Gellman knows. He's another of the unlikely ministering angels responsible for founding the Ray Arcel Medical Center. Patrons of smokers at which Gellman fought illegal bouts in the '30s, in Jersey City, Newark and Scranton, might remember him as Chuck Halper—the boxing alias he assumed to avoid disgracing the family name. "Back then it was either fight or steal," he says. "And who gave a damn whether or not they put them in the record books? People bet a lot of money on those fights."
With money from bootleg bouts Gellman carved a few extra options for himself. He graduated from Columbia University in 1939 with a degree in public health and went on to become a prominent New York hospital administrator. He was in charge of Jewish Memorial in upper Manhattan from 1962 to '83.
A rumpled note bearing Gellman's name was found in Mickey Walker's trousers pocket in 1981 the day the former middleweight champion of the world was found destitute and near death on a Brooklyn curbside. Gellman, who had sparred some with Walker five decades earlier and had become friendly with him, set him up in a private room at a New Jersey nursing home. Afflicted with Parkinson's disease, Walker lived only five more months, but he died, as Gellman says, with dignity. Gellman paid the bills.
"A lot of guys used to come up, and I'd have the doctors check 'em out," he says. Often, when a "fight guy" required an extended hospital stay but wasn't covered, Gellman applied discreet pressure. "I'd tell the doctors, 'I give you four, five beds a day—for crissakes take care of one of my fighters!' Otherwise they'd send 'em down to one of the city hospitals and let the interns work on 'em."

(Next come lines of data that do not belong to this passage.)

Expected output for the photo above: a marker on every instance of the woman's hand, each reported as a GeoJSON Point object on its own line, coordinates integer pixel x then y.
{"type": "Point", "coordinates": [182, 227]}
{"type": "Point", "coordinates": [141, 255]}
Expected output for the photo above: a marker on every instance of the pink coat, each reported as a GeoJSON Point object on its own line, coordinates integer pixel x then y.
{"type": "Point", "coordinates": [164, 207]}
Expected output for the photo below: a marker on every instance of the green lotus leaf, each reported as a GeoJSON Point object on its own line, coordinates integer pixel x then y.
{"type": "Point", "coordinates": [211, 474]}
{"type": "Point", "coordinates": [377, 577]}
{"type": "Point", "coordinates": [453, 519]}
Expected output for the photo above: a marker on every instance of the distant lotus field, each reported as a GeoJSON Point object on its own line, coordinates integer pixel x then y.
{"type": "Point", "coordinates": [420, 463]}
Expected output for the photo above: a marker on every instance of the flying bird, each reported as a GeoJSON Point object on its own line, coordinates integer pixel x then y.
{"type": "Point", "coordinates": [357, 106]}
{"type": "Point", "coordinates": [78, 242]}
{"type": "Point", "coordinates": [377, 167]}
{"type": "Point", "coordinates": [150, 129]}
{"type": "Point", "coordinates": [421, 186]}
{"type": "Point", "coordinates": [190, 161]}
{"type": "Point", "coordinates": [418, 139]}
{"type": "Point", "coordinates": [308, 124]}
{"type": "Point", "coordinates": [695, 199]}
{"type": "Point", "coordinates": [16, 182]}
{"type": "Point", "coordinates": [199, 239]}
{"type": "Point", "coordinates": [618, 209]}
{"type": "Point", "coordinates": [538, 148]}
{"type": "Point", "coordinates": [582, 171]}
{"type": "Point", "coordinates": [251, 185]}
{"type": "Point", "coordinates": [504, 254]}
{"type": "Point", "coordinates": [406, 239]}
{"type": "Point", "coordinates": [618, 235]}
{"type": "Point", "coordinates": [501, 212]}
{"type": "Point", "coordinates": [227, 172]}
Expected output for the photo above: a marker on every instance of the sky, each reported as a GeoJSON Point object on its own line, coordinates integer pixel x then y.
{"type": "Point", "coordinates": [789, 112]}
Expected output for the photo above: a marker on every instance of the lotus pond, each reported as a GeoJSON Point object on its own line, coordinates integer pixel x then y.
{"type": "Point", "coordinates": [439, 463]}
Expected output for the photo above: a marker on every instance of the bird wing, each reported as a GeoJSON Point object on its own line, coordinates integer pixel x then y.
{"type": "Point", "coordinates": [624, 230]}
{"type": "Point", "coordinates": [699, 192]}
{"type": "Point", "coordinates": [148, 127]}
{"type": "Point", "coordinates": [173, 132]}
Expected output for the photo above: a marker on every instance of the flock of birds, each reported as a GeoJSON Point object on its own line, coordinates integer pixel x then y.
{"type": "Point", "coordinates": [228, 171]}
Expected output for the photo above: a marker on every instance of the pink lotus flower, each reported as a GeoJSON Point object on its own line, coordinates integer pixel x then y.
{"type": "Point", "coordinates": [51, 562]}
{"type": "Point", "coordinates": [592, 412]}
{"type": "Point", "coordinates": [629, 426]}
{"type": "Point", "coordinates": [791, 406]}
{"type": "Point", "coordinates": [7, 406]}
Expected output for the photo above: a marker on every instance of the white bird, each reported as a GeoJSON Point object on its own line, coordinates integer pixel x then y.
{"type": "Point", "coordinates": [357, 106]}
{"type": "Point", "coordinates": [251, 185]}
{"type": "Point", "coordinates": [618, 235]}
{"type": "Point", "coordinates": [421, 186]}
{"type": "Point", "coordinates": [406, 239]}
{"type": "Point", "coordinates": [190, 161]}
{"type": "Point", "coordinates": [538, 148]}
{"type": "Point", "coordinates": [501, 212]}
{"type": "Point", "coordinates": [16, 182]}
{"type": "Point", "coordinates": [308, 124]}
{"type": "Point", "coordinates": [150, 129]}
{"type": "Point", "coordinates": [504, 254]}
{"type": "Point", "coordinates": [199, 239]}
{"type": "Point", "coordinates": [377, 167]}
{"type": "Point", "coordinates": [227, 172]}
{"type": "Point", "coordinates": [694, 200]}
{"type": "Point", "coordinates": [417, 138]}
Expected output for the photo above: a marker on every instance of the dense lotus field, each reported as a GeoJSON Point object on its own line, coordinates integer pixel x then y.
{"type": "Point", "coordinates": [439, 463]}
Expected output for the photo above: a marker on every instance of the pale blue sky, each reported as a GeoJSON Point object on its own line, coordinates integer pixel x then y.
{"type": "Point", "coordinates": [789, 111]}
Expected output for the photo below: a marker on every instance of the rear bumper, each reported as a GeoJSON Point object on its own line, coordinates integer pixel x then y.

Though Jewish Memorial is closed and Gellman is retired, he is on the telephone instantly when a Ring 8 member without wherewithal or coverage needs a doctor. He bullyrags, wheedles, cajoles, whatever it takes. "I am not without influence," he says.
Impassioned voices have risen lately, some for boxing's abolition, some against it. Ironically, many of the sport's living, breathing legacies venture no strong opinions. They're too busy scratching a living from the hard edges of a society with which they don't seem quite compatible. Kapilow and others have called for financial assistance from fight fans and those who profit most from boxing—promoters and television networks—but it's a mismatch.
Radiating meager hope, meanwhile, the Ray Arcel Medical Center sits in mid-town Manhattan, doing what little it can. His tobacco chewin' days are history, but Arcel will still tell you that before a wound can heal, you must first stop the bleeding.